When photos are shared privately - through password-protected albums, authenticated links, or platforms that don't index content publicly - they exist outside the reach of facial recognition scrapers. The photos are accessible to the specific people you share them with and nobody else.
This isn't paranoia. It's a rational response to a documented reality. The same governments and companies that operate facial recognition systems today will have even more powerful tools tomorrow. The photos you share publicly today become permanent entries in databases you can't control.
Frequently Asked Questions
What is FindFace and how does it work?
FindFace is a facial recognition system developed by Russian company NtechLab. It can identify faces in real-time from CCTV footage, recorded video, or photographs by matching them against reference databases. Iran secretly purchased it in 2019 through a front company and distributed it to intelligence agencies.
Can facial recognition match me from a social media photo?
Yes. Modern facial recognition systems can match faces across different photos, angles, lighting conditions, and even years apart. A single clear photo of your face on a public social media profile is sufficient as a reference point for matching against surveillance footage.
Does this happen in the US and Europe too?
Yes, though in different forms. Clearview AI scraped over 50 billion photos from the open web and sells facial recognition to US law enforcement. UK police searched 150 million passport photos for years without public disclosure. The EU AI Act restricts but doesn't fully ban these practices.

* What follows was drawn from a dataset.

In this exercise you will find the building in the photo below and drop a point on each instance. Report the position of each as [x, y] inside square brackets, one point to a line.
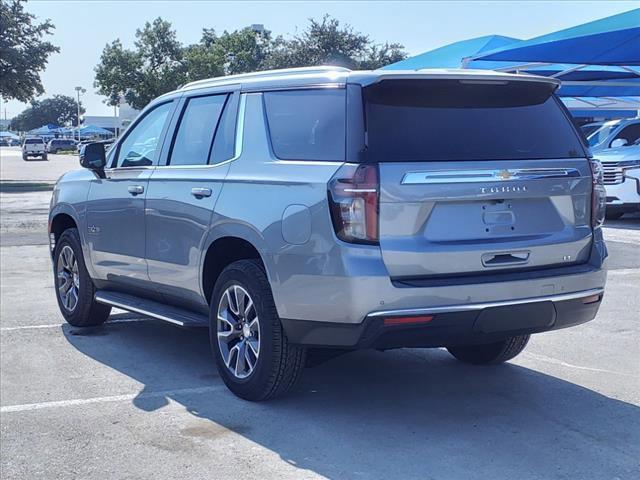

How does private photo sharing protect against facial recognition?
Photos shared through private, authenticated links aren't indexed by search engines or accessible to web scrapers. Facial recognition databases are built primarily from public web scrapes, so keeping your photos private keeps them out of those datasets entirely.
Can I remove my face from facial recognition databases?
EU residents can use GDPR rights to request deletion from databases like Clearview AI. In the US, Illinois, Texas, and Washington have biometric privacy laws that provide some protections. However, government databases are generally not subject to individual deletion requests.